Disease-specific crosstalk of Alistipes with lipoprotein profiles in overweight individuals at high cardiometabolic risk.

Participants with metabolic syndrome showed more unfavorable anthropometric and body composition values compared to those with systemic lupus erythematosus.

• A total of 85 individuals with MS and 66 with SLE, all overweight, were included in the study.
• Anthropometric, body composition, and biochemical parameters were assessed across both groups.
• MS participants showed more unfavorable values in anthropometric, body composition, and clinical biochemistry compared to SLE participants.

Metabolic syndrome individuals had a more atherogenic lipoprotein profile compared to SLE individuals.

• MS individuals had higher levels of IDL-C, VLDL-TG, small LDL-P, and total LDL-P compared to SLE individuals.
• MS individuals showed decreased HDL-C, reflecting a more atherogenic profile.
• Lipoprotein profiles were quantified by 1H-NMR spectroscopy.

Alistipes was identified as a key discriminant gut microbial taxon differentiating the two disease groups.

• Gut microbiota composition was assessed via 16S rRNA sequencing.
• Machine learning Boruta feature selection was used to identify microbial taxa linked to lipid traits.
• Alistipes was identified as the key discriminant taxon between MS and SLE groups.

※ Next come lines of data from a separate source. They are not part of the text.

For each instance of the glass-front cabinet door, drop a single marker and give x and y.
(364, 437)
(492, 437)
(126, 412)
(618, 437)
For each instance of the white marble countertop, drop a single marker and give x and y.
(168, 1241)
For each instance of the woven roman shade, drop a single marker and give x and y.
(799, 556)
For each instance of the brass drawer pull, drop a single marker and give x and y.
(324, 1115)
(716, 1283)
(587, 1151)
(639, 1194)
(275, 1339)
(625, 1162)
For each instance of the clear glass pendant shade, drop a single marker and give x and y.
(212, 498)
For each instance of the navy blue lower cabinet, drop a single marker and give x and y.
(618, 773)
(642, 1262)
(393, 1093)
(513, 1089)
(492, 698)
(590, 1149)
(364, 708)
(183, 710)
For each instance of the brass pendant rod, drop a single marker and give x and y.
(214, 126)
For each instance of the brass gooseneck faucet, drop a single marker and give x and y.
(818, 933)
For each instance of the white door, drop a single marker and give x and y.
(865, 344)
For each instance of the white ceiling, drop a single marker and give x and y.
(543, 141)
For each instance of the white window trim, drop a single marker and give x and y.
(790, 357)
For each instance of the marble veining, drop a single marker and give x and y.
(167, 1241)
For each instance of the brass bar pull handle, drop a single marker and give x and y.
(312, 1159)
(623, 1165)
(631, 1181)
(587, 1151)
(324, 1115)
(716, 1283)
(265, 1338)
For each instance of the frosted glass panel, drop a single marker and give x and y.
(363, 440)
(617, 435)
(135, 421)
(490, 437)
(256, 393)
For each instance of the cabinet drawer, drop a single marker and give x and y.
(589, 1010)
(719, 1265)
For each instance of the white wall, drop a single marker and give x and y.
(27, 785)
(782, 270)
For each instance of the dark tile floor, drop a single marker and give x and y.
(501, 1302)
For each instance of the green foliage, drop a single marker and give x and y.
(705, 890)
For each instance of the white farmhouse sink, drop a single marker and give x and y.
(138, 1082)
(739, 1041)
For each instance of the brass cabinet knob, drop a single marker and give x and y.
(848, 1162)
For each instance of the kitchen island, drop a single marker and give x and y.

The association between Alistipes abundance and small LDL particle concentrations was significantly modulated by disease type.

• A significant association was observed between Alistipes abundance and small LDL particle concentrations.
• Regression models were used to evaluate microbiota-LDL particle associations by disease type.
• The modulation of this association by disease type suggests that the relationship between gut microbiota and lipid metabolism differs between MS and SLE.

Both metabolic syndrome and systemic lupus erythematosus are associated with elevated cardiovascular risk but represent pathophysiologically distinct chronic conditions.

• MS and SLE were described as 'two pathophysiologically distinct chronic conditions associated with elevated cardiovascular risk.'
• Emerging evidence links gut microbiota to host lipid metabolism and lipoprotein function in these populations.
• The study population was specifically overweight individuals to control for body weight as a shared cardiometabolic risk factor.

The study supports the use of novel approaches including advanced lipoprotein profiling and microbiota analysis to guide precision strategies for cardiovascular risk reduction.

• Results highlight condition-specific host-microbiota-lipid relationships.
• The authors support 'the use of novel approaches to guide precision strategies for cardiovascular risk reduction in high-risk populations.'
• Advanced lipoprotein profiling via 1H-NMR spectroscopy and machine learning feature selection were among the novel approaches employed.